Ve Bruma. Bir senelik yurtdışı deneyimi bir futbolcuya bu kadar mı yarar? Erasmus programı gibi yaramış ona. Son dakikalarda Eren'in sürdüğü topa hamle yaparken ofsaytta olduğunu görmemesi dışında sahada ne yaptığını bilen bir Bruma vardı. İki yıl öncesinin o savruk Bruma'sı yerine takımın çok üzerinde hıza sahip bir yıldız adayı izliyoruz. Gol atma adına her yerden vurma sevdasından kurtulduğunda daha da tat verecektir.
Galatasaray'da öne çıkan isimler bunlar. Ama Galatasaray hala lige hazır değil. Temposu oldukça düşük ve bireysel performansa dayalı bir yükselişi var. Derbide işi kolay olmayacaktır. Çünkü Riekerink'in de hamle sıkıntısı var. Hikmet Karaman 3 değişiklik yaparak oyunu dengelemek istedi, planı tutmadı ama Riekerink'in bir planı bile yoktu sanki.

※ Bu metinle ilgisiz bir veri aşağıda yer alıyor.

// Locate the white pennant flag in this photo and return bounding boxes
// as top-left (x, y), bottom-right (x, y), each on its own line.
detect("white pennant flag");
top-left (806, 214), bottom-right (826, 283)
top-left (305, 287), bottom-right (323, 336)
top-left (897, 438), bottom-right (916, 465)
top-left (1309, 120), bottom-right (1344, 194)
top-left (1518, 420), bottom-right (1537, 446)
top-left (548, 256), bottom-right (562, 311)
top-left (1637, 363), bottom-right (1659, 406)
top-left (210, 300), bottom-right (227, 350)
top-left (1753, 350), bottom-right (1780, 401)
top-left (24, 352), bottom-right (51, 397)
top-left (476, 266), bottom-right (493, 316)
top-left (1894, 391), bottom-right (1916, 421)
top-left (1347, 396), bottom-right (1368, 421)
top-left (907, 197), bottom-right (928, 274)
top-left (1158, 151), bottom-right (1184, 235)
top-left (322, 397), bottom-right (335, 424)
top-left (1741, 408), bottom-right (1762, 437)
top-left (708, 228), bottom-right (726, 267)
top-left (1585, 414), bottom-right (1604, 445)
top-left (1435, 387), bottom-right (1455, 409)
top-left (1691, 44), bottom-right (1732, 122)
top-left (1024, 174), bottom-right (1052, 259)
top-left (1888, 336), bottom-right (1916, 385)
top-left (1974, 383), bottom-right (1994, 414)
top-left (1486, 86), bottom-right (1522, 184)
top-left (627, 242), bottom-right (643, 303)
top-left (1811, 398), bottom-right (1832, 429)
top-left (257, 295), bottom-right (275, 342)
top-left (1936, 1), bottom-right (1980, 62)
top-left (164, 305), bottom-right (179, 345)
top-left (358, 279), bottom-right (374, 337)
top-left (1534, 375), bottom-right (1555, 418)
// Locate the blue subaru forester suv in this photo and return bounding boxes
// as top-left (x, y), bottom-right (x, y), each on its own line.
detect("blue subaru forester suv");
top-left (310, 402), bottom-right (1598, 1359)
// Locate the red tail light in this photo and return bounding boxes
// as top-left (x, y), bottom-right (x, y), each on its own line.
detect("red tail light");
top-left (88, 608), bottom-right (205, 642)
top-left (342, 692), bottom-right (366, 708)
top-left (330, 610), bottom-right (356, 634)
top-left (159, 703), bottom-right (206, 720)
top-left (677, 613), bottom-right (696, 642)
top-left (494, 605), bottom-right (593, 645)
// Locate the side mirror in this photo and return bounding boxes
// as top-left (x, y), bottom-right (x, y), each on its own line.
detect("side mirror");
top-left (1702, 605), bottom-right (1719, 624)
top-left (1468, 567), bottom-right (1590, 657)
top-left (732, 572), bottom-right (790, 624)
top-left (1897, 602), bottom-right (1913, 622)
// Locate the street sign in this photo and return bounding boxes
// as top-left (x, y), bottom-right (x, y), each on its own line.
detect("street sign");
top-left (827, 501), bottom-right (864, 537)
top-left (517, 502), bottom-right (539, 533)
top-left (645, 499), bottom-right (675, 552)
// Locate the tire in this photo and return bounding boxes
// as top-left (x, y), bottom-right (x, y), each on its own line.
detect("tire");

Yasin'in yerine Sinan'ı aldığı 80. dakikaya kadar Galatasaray'ın ikinci yarı boyunca sadece bir şutu vardı. Oyunun kontrolü her an Rizespor'a da geçebilirdi. Selçuk'un kaçırdığı penaltıda tribünlerin Eren seslerine kulak verip kaptanın üzerindeki baskıyı da alabilirdi ama anlaşılan o ki Riekerink anlık kararların adamı değil.
Bir söz de stat yönetimine. 120 gün sonra stada gelen taraftara saygı gösterip bir karış tozla kaplı koltukları temizletselerdi iyi olurdu.